A: Both wallow in the seedy and corrupt side of life so thoroughly that upon finishing either one, you feel like running into the shower and turning on the hot water just to get the grime off.
The above quote — not from this book — reflects how Parker, who had spent time in academia, felt about what he observed and experienced there. This is what Spenser says in Hush Money:
“Whenever I got involved with anything related to a university, I was reminded of how seriously everyone took everything, particularly themselves, and I had to keep a firm grip on my impulse to make fun.” — Spenser
In essence, Hush Money is a scathing indictment of the institutions of supposedly higher learning; its pretension and self-importance; its overwhelming liberalism and left-leaning, and its disdain for anyone who doesn’t fall in line with university thinking; and the utter hypocrisy of many — but not all — with PhDs who have bought into such. Perhaps no statement in the novel sums this up better than the one by a faculty member whom Spenser likes:
“They think it (a Ph.D) empowers their superior insight into government and foreign policy and race relations and such. In addition these people are put into an environment where daily, they judge themselves against a standard set by eighteen-or twenty-year-old kids who know little if anything about the subject matter in which their professors are expert.” — “Exemplar of the species is Lillian Temple. There is no liberal agenda, however goofy, that will not attract her attention. There is no hypocrisy, however bald, that she will not endure if she can convince herself that it is in the service of right thinking.” — Tommy Harmon
Harmon is a faculty member, and one of the scarce decent people of integrity Spenser encounters while investigating whether a black professor named by his father after Jackie Robinson, and who is not the “right” kind of black guy, has been denied tenure unfairly. The man who named him is Bobby Nevins, an important figure in Hawk’s path out of the ghetto, which we at least get a surface peek at in this one. We also get the extraordinary revelation, that one of the male black professors at the university, who has since changed his name, once tried to seduce young Hawk.

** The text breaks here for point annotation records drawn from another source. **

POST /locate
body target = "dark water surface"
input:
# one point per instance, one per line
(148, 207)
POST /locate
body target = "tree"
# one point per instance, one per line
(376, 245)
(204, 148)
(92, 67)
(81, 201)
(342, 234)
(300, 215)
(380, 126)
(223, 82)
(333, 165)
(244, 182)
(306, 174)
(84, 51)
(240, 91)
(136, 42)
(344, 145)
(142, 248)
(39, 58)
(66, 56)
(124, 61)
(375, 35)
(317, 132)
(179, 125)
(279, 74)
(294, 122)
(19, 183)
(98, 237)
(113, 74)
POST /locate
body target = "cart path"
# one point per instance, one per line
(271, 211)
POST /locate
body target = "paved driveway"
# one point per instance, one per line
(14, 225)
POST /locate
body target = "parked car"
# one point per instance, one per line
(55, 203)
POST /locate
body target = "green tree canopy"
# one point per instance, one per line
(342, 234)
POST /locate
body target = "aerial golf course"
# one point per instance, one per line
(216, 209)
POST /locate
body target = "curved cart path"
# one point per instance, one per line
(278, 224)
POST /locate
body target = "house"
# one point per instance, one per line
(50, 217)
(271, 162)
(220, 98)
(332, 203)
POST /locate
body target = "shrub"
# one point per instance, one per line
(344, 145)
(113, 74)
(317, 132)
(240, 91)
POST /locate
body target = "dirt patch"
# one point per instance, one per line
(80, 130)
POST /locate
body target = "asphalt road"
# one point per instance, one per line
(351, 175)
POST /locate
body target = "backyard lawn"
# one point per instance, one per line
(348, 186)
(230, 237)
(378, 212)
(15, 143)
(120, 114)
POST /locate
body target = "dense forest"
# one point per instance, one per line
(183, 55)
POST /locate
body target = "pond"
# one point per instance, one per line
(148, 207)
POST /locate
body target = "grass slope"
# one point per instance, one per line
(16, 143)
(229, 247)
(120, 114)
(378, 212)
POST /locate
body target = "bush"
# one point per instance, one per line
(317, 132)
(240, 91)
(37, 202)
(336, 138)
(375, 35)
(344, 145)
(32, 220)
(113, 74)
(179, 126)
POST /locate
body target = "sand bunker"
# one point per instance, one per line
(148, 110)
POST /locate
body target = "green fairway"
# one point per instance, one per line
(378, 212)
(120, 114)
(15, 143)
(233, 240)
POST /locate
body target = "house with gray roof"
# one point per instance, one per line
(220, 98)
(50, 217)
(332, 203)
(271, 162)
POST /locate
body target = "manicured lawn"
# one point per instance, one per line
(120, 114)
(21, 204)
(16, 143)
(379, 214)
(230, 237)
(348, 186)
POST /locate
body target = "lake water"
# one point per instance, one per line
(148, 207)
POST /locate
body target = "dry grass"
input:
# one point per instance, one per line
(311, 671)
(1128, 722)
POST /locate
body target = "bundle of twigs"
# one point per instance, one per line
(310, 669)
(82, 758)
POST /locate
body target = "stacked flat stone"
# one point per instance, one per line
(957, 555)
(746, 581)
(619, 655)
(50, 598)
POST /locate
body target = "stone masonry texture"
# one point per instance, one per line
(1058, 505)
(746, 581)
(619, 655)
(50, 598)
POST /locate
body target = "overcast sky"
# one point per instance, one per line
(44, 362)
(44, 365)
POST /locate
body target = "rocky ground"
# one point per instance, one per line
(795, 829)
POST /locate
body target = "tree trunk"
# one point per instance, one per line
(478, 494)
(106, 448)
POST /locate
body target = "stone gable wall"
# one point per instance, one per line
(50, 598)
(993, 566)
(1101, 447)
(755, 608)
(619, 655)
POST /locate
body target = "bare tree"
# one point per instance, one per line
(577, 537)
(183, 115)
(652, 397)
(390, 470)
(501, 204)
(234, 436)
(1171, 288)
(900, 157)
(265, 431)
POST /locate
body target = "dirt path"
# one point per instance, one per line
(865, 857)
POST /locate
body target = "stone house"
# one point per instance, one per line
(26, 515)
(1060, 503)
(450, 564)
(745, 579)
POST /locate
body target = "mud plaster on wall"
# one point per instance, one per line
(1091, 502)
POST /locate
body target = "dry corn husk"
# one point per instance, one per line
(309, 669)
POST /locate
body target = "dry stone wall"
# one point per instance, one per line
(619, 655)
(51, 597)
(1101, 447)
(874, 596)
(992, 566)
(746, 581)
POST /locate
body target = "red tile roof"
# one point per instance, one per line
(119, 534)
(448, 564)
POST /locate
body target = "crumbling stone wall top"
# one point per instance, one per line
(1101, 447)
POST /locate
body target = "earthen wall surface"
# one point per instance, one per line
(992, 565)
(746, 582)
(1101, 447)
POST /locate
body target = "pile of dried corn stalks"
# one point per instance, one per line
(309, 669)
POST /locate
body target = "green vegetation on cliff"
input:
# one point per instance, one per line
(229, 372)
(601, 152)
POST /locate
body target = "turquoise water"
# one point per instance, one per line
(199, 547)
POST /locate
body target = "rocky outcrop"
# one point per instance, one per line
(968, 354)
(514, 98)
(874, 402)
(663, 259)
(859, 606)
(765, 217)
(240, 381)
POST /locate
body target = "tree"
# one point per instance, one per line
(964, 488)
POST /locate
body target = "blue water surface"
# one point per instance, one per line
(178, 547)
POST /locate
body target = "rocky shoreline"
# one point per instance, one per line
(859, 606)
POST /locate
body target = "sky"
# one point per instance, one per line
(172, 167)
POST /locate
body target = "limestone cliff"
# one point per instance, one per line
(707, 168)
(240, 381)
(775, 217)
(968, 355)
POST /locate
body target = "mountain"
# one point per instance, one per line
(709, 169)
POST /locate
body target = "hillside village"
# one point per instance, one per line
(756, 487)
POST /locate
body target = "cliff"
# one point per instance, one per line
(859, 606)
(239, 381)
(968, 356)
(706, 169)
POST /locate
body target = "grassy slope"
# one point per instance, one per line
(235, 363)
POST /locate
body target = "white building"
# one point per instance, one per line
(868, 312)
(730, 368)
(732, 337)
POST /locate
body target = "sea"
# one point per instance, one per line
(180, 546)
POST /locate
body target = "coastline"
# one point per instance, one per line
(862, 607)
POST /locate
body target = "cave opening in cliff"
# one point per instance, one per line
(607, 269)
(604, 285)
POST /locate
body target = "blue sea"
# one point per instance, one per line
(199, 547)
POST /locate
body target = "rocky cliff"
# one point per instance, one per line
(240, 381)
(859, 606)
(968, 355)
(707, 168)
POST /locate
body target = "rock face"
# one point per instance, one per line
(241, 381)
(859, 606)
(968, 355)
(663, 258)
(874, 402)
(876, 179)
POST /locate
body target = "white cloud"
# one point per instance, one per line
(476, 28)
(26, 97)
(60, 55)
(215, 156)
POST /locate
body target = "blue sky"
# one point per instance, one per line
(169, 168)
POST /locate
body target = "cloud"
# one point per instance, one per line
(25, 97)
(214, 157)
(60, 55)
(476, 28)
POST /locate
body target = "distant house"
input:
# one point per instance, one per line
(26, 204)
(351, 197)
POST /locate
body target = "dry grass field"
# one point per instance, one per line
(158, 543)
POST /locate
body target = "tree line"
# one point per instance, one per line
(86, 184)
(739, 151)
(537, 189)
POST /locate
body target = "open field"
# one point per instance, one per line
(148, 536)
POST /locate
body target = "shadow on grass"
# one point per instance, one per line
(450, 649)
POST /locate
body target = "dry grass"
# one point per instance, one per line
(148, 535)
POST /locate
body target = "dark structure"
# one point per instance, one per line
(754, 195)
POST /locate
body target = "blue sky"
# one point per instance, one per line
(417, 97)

Yes, the seediness is high, here, but it hardly ends there. In fact, it’s only just beginning. In addition to being a hard and unpleasant look at academia, this is a hard and unpleasant look at the male gay community, and it begins bothering Spenser. Just how bad it is, is revealed by gay cop, Lee Farrell’s comments to Spenser when it becomes obvious the case is making him quite uncomfortable:
“Lemme tell you what’s bothering you. You’re chasing along after whatever it is that you can’t quite catch, and every gay person you encounter is sleazy, crooked, second rate, and generally unpleasant. And, being a basically decent guy, despite the smart mouth, you fear that maybe you are prejudiced and it’s clouding your judgement. Same thing happens to me with blacks. I spend two months on drug-related homicide and everybody’s black, and everybody’s a vicious sleaze bag, and I begin to wonder, is it me? No. We deal with the worst. You got a case involving murder and blackmail, most of the people you meet are going to be scumbags.”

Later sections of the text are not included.